装置:TMA−60(島津製作所(株)製)
雰囲気ガス:窒素
試験モード:引張モード
初期荷重:4g/mm2定速荷重モード
昇温速度:10℃/分
サンプルサイズ:巾5mm×長さ(引張方向)10mm
引張り方向:流れ方向
温度範囲:20〜50℃
<加飾樹脂成形品の製造>
上記で得られた各加飾シートを、それぞれ、180℃に加熱し、延伸倍率が100〜300%となる部分を有する真空成形型を用いて真空成形(予備成形)を行い、成形シートを得た。次に、得られた成形シートを射出成形型に挿入し、射出成形型を型締めし、第1の支持体層側から流動状態のABS樹脂を型内に射出し、そのまま冷却して固化させることにより、加飾樹脂成形品を得た。射出成形時の射出樹脂の温度は、260℃とした。また、射出成形型の温度は、50℃とした。また、今回製造した加飾樹脂成形品は、側面から観察した際に視認されるほぼ全領域が加飾シートによって加飾されるよう、加飾シートの端部と加飾樹脂成形品の端部がほぼ一致するような形状とした。
(加飾シートと射出樹脂との密着性評価)
上記で得られた各加飾樹脂成形品について、以下の方法により、加飾シートと射出樹脂との密着性を評価した。
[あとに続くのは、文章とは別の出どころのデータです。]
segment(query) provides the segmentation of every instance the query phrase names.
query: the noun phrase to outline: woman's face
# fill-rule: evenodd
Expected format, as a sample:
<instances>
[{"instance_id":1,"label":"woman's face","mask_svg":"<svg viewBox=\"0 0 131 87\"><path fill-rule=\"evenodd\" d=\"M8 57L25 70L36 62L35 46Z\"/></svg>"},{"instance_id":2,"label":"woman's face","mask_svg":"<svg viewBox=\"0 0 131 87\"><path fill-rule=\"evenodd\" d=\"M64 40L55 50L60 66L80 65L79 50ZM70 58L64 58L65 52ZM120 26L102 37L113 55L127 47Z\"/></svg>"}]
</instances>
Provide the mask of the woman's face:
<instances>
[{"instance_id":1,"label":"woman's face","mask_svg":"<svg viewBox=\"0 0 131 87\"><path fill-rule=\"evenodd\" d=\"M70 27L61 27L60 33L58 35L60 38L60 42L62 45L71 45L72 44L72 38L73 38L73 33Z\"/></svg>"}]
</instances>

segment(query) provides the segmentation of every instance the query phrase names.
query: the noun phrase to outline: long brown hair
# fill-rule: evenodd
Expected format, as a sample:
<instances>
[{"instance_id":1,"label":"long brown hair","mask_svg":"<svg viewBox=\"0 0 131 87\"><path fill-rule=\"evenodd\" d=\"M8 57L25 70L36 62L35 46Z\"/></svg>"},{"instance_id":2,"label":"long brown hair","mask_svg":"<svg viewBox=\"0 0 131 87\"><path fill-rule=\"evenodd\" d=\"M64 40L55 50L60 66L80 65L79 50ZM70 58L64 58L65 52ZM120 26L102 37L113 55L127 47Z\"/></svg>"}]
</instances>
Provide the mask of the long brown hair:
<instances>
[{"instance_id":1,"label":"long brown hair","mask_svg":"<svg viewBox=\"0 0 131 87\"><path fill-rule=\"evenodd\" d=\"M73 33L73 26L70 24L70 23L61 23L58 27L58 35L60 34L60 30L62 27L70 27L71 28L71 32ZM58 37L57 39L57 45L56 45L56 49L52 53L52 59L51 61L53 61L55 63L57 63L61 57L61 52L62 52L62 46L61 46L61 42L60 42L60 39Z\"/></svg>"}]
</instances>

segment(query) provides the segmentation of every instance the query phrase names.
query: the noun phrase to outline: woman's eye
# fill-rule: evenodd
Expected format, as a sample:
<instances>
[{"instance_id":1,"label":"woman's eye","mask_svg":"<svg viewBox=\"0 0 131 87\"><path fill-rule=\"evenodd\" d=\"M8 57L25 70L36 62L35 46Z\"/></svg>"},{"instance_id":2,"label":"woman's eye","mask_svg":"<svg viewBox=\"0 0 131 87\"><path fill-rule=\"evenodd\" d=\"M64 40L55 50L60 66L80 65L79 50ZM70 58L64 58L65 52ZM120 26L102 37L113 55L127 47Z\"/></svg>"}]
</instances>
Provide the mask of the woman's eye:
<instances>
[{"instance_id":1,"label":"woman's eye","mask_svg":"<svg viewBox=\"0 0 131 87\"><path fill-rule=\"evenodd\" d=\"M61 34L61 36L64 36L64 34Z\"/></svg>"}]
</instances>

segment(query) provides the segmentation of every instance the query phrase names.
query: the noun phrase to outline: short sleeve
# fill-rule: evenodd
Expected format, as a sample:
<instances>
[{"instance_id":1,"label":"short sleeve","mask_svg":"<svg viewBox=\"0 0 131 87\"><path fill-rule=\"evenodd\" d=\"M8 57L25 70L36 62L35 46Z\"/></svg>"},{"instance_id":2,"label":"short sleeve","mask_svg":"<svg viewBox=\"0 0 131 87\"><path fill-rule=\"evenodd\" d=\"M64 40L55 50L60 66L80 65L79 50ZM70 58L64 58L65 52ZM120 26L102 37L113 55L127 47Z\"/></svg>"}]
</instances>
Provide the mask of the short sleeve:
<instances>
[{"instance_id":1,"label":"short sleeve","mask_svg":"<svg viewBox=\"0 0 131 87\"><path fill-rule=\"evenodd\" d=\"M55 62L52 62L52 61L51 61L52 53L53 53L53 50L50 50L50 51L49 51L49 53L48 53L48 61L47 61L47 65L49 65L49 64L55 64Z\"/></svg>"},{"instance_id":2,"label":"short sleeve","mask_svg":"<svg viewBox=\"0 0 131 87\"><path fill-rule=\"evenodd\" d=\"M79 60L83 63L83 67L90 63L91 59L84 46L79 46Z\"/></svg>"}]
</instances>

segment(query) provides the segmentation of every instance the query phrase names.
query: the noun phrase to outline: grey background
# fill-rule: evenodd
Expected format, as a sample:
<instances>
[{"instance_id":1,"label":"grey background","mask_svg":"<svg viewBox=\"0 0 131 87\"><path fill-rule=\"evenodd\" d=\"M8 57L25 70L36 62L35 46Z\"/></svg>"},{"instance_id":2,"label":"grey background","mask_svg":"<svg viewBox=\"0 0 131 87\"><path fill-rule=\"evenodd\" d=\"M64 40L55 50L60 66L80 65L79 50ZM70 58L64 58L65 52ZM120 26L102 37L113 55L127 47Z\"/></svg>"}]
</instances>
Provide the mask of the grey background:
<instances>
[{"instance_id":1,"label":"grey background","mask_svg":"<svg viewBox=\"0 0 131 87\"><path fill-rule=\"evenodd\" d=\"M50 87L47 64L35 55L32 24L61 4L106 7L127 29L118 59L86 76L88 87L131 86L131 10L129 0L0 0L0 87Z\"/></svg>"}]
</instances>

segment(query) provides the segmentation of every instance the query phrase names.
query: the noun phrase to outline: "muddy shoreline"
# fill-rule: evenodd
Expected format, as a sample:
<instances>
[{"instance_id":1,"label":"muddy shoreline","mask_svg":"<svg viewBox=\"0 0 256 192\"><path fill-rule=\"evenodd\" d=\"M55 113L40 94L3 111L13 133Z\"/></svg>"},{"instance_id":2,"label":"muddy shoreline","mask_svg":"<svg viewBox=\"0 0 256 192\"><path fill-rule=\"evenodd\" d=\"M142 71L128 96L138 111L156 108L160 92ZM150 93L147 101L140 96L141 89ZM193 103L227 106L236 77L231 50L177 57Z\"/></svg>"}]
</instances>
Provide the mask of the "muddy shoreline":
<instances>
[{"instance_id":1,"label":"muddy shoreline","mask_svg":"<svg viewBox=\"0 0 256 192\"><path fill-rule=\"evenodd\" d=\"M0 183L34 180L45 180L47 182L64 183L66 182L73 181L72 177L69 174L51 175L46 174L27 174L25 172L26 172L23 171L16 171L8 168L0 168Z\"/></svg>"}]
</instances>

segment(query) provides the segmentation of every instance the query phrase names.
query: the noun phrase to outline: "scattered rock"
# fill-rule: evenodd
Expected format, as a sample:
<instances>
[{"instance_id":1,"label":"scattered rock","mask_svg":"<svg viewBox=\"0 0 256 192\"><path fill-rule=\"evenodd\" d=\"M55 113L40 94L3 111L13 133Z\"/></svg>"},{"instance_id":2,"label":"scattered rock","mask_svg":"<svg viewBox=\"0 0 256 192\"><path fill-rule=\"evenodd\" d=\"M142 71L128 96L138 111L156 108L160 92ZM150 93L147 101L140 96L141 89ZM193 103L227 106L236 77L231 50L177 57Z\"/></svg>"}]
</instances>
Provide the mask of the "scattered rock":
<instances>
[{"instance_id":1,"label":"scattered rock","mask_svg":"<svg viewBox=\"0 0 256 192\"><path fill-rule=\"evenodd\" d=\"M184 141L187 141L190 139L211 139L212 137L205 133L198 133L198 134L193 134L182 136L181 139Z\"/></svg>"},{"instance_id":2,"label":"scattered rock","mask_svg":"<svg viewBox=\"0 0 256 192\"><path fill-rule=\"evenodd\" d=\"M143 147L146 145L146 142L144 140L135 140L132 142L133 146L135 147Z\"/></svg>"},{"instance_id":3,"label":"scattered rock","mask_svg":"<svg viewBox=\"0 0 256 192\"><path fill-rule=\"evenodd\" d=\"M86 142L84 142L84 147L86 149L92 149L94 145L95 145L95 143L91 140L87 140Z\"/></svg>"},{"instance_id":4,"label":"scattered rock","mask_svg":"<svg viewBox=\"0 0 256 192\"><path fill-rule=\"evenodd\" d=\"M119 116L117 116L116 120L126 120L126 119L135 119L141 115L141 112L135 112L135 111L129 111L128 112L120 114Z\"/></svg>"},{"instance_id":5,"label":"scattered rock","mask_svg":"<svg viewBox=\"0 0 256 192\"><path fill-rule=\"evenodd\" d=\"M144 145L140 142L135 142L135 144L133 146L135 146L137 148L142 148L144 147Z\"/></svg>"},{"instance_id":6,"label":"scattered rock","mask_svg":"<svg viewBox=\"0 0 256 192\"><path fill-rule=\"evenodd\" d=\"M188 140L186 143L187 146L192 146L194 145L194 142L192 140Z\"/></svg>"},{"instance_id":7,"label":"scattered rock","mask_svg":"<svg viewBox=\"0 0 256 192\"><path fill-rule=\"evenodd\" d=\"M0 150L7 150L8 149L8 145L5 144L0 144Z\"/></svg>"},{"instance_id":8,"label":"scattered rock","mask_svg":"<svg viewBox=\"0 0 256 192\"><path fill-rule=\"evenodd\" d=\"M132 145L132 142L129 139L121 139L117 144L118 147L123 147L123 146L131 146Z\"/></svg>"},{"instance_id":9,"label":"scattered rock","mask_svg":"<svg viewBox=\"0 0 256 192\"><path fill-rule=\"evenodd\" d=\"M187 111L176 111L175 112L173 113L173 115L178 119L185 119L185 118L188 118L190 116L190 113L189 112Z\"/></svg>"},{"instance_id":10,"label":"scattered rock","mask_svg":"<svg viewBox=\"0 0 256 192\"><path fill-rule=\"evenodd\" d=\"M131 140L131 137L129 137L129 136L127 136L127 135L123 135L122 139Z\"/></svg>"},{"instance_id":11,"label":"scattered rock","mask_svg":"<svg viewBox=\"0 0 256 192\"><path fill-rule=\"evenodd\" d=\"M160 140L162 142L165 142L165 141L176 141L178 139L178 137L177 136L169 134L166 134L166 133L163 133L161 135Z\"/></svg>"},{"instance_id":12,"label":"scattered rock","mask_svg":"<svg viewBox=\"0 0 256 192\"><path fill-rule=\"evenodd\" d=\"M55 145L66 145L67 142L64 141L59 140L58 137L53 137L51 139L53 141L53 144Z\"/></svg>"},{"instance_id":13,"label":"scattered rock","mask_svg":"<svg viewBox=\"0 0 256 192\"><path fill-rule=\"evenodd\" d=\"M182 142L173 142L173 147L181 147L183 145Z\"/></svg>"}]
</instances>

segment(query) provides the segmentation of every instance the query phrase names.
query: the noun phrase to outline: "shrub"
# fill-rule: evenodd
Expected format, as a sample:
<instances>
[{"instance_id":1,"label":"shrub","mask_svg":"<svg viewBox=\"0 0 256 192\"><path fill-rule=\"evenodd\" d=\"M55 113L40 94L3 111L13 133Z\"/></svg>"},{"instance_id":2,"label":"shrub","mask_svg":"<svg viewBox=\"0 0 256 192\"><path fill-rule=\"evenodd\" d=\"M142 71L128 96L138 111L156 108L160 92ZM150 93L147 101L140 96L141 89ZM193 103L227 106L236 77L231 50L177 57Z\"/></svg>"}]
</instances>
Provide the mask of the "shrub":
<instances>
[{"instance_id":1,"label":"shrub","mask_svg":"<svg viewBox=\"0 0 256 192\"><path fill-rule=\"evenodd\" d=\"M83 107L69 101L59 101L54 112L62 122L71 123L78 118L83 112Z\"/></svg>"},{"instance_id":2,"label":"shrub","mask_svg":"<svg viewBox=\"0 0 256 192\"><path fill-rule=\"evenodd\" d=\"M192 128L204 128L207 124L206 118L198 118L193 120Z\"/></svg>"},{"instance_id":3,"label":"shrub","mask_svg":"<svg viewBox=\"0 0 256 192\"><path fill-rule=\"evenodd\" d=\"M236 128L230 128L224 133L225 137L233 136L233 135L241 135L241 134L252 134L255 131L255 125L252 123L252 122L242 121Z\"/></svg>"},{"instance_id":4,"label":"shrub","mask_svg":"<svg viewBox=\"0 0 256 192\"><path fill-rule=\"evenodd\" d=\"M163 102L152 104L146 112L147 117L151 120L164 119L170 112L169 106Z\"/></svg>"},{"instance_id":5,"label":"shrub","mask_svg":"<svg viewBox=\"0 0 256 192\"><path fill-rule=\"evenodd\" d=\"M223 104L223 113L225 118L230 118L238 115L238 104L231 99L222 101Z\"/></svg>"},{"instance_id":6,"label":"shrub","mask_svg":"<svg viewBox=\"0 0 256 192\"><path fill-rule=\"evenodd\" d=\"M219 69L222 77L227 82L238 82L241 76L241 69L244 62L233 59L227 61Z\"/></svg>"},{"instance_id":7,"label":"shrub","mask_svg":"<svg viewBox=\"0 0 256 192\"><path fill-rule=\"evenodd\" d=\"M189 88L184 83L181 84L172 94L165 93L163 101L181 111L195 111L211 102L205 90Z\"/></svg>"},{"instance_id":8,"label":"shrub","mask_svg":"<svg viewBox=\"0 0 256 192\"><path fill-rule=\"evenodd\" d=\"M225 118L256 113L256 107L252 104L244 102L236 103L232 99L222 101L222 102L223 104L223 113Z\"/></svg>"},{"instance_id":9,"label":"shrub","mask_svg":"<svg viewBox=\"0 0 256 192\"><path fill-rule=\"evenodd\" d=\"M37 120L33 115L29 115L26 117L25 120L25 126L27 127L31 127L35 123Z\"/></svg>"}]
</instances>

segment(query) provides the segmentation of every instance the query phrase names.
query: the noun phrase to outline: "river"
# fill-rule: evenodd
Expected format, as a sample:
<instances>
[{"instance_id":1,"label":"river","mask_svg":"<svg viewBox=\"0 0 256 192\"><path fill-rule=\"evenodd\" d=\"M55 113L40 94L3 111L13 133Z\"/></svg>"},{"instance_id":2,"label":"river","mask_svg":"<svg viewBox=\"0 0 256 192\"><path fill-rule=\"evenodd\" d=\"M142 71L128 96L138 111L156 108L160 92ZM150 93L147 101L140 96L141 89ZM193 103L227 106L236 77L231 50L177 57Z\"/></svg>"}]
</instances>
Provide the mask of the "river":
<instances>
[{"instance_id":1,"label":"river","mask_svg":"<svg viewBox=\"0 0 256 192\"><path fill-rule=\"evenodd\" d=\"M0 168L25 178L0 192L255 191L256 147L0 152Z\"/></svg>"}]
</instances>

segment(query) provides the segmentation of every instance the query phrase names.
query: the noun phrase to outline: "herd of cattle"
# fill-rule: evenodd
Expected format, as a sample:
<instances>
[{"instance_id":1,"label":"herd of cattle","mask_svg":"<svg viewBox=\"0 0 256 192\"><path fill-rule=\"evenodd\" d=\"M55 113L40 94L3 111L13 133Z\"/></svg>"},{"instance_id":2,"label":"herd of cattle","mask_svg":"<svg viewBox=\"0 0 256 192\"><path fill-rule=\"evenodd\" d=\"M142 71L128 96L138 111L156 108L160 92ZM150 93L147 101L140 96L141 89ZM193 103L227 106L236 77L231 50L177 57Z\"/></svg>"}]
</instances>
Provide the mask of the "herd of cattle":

まず、加飾樹脂成形品の表面に、カッターナイフを用いて十字の傷を付けた。この傷の上から、ニチバン社製のセロテープ(登録商標)(No.405−1P)を圧着した後、90度方向に急激に剥離することによって、剥離が見られない又は僅かである場合をOK、著しい剥離が見られる場合をNGとして密着性を評価した。結果を表1に示す。
(加飾シートと射出成形型との間への射出樹脂の流れ込みの有無の確認)
上記で得られた各加飾樹脂成形品の端部及び表面を目視で観察し、加飾樹脂成形品を製造する際の射出成形において、加飾シートと射出成形型との間への射出樹脂の流れ込みの有無を確認した。結果を表1に示す。
11…第1の支持体層
12…第2の支持体層
2…接着層
3…意匠層
4…表面保護層
5…射出樹脂

Claims (10)

  1. 少なくとも、第1の支持体層と、第2の支持体層を備える加飾シートであり、
    前記第1の支持体層は、アクリロニトリル−ブタジエン−スチレン樹脂により形成されており、
    前記第1の支持体層の厚みが、200μm〜500μmであり、
    前記第2の支持体層の厚みが、100μm〜150μmであり、
    前記加飾シートは、150℃の環境下における50%延伸時の引張強度が、4.0N/25mm以上である、加飾シート。
  2. 20℃〜50℃における線膨張係数が1×10-4/K以下である、請求項1に記載の加飾シート。
  3. 少なくとも、第1の支持体層と、第2の支持体層を備える加飾シートであり、
    前記第1の支持体層とは反対側の表面に、表面保護層をさらに備え、
    前記第1の支持体層は、アクリロニトリル−ブタジエン−スチレン樹脂により形成されており、
    前記第2の支持体層は、アクリル樹脂により形成されており、
    前記加飾シートは、20℃〜50℃における線膨張係数が1×10-4/K以下である、加飾シート。
  4. 意匠層をさらに備える、請求項1〜3のいずれかに記載の加飾シート。
  5. 前記第2の支持体層が、熱可塑性樹脂により形成されている、請求項1又は2に記載の加飾シート。
  6. 前記第1の支持体層の厚みが、300μm〜500μmであり、前記第2の支持体層の厚みが、50μm〜200μmである、請求項に記載の加飾シート。
  7. 前記第1の支持体層とは反対側の表面に、表面保護層をさらに備える、請求項1又は2に記載の加飾シート。
  8. 前記表面保護層の厚みが、2μm〜6μmである、請求項3又は7に記載の加飾シート。
  9. 自動車内装用である、請求項1〜8のいずれかに記載の加飾シート。
  10. 請求項1〜9のいずれかに記載の加飾シートを、真空成形型により真空成形して成形シートを得る工程と、
    前記成形シートを射出成形型に挿入し、射出成形型を型締めし、前記第1の支持体層側から流動状態の樹脂を型内に射出し、固化させて、射出成形と同時に樹脂成形物の外表面に前記成形シートを一体化させる工程と、
    を備える、加飾樹脂成形品の製造方法。